Preprocessing programs made available by NIST were used to extract
normalized bitmaps of handwritten digits from a preprinted form. From a
total of 43 people, 30 contributed to the training set and different 13
to the test set. 32x32 bitmaps are divided into nonoverlapping blocks of
4x4 and the number of on pixels are counted in each block. This generates
an input matrix of 8x8 where each element is an integer in the range
0..16. This reduces dimensionality and gives invariance to small
distortions.
For info on NIST preprocessing routines, see M. D. Garris, J. L. Blue, G.
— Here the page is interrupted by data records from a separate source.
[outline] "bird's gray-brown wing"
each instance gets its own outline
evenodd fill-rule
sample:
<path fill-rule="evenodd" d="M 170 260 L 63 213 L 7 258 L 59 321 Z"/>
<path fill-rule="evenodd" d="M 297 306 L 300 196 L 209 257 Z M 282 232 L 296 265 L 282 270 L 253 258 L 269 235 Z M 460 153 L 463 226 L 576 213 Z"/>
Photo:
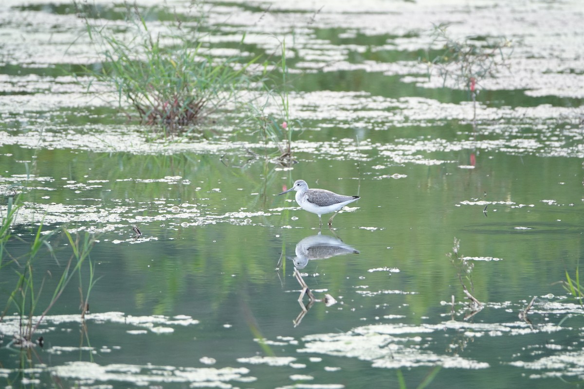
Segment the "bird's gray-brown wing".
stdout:
<path fill-rule="evenodd" d="M 309 190 L 306 196 L 306 199 L 309 202 L 319 206 L 334 205 L 339 202 L 357 198 L 359 198 L 359 196 L 343 196 L 324 189 Z"/>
T. Candela, D. L. Dimmick, J. Geist, P. J. Grother, S. A. Janet, and C.
L. Wilson, NIST Form-Based Handprint Recognition System, NISTIR 5469,
1994.
.. topic:: References
- C. Kaynak (1995) Methods of Combining Multiple Classifiers and Their
Applications to Handwritten Digit Recognition, MSc Thesis, Institute of
Graduate Studies in Science and Engineering, Bogazici University.
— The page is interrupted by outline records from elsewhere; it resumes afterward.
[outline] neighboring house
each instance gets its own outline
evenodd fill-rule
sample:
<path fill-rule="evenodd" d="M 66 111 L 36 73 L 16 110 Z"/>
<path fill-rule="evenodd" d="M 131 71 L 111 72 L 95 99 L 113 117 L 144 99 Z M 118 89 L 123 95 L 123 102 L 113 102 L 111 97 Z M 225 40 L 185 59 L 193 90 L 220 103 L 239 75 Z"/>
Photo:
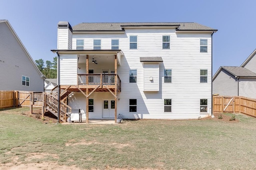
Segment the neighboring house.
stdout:
<path fill-rule="evenodd" d="M 89 119 L 209 116 L 216 31 L 195 23 L 60 21 L 52 51 L 60 88 Z"/>
<path fill-rule="evenodd" d="M 256 49 L 240 67 L 221 66 L 212 78 L 213 93 L 256 98 Z"/>
<path fill-rule="evenodd" d="M 0 20 L 0 90 L 44 91 L 44 75 L 7 20 Z"/>
<path fill-rule="evenodd" d="M 44 79 L 44 92 L 50 94 L 52 90 L 57 85 L 57 78 L 46 78 Z"/>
- E. Alpaydin, C. Kaynak (1998) Cascading Classifiers, Kybernetika.
- Ken Tang and Ponnuthurai N. Suganthan and Xi Yao and A. Kai Qin.
Linear dimensionalityreduction using relevance weighted LDA. School of
Electrical and Electronic Engineering Nanyang Technological University.
2005.
- Claudio Gentile. A New Approximate Maximal Margin Classification
Algorithm. NIPS. 2000.
This tells us that we are going to be predicting what digit (0,1,2,3,4,5,6,7,8, or 9) is in the image.
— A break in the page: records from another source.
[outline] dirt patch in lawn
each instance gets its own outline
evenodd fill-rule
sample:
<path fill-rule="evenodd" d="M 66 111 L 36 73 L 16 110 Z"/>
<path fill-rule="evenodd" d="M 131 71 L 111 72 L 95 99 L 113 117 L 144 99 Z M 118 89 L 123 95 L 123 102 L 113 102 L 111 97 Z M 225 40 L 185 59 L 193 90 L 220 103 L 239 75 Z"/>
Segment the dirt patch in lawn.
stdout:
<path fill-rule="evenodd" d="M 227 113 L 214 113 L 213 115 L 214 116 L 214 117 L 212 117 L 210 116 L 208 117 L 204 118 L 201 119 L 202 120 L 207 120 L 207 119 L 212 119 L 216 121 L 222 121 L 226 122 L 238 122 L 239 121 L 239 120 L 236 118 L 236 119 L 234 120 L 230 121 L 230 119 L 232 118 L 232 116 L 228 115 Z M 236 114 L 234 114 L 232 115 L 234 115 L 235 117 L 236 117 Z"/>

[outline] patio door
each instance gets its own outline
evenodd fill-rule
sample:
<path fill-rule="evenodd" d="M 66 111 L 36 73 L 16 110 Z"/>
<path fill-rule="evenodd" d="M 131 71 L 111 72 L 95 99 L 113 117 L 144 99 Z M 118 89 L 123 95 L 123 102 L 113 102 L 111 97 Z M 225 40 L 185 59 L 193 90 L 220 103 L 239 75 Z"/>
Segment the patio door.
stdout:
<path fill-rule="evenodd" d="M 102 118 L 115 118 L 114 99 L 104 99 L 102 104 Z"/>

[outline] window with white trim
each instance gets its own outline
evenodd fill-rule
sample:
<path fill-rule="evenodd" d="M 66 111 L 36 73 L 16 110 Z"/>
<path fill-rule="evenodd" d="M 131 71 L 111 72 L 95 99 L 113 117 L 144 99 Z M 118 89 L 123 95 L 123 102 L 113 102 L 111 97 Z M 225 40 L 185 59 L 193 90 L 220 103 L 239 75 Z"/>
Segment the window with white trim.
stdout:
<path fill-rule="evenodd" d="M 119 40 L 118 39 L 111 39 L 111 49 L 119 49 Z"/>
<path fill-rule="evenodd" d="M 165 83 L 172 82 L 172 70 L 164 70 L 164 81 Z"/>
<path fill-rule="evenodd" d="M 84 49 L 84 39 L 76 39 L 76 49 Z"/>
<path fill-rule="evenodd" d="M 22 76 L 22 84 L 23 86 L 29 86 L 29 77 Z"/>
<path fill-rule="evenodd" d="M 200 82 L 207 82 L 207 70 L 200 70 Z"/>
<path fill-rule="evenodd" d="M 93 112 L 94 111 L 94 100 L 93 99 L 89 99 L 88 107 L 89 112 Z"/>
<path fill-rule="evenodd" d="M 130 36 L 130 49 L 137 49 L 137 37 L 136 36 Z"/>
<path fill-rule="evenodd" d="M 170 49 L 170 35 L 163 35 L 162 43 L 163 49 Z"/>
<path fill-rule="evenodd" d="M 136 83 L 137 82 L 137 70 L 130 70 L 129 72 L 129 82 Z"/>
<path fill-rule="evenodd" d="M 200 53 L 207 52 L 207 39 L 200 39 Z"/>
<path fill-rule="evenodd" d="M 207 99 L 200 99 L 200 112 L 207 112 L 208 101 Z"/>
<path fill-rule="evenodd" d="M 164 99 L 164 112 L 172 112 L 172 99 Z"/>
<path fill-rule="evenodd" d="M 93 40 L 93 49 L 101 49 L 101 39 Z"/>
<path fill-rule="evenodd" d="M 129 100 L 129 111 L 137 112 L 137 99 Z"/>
To get an idea of what the images look like, we can use matshow
which is short for matrix show. It takes a 2D matrix and plots it as a grayscale image. To get the actual color bar, we use the matplotlib plt.gray()
.
plt.gray()
plt.matshow(digits.images[9])
<matplotlib.image.AxesImage at 0x7f8219c84a90>
<Figure size 640x480 with 0 Axes>
For easier ML, we will reload it differently:
digits_X, digits_y = datasets.load_digits(return_X_y=True)
This has one row for each sample and has reshaped the 8x8 image into a 64 length vector. So we have one ‘feature’ for each pixel in the images.
digits_X.shape
(1797, 64)
Now we can train a model and generate a learning curve.
svm_clf_digits = svm.SVC()
train_sizes, train_scores, test_scores, fit_times, score_times = model_selection.learning_curve(
svm_clf_digits,digits_X, digits_y,
train_sizes= [.4,.5,.6,.8,.9, .95],return_times=True)
digits_curve_df = pd.DataFrame(data = np.asarray([train_sizes, train_scores.mean(axis=1), test_scores.mean(axis=1),
fit_times.mean(axis=1), score_times.mean(axis=1)]).T,
columns = ['train_sizes', 'train_scores', 'test_scores', 'fit_times', 'score_times'])
digits_curve_df_tall = digits_curve_df.melt(id_vars = 'train_sizes', value_vars=[ 'train_scores', 'test_scores'])
sns.relplot(data =digits_curve_df_tall, x = 'train_sizes',y='value',hue='variable',)
<seaborn.axisgrid.FacetGrid at 0x7f8219c76520>
This larger gap shows that a different model or maybe more data could help us learn better. Th good news is that we are probably not overfitting, overfitting would occur when the training accuracy still improves but the test accuracy goes down.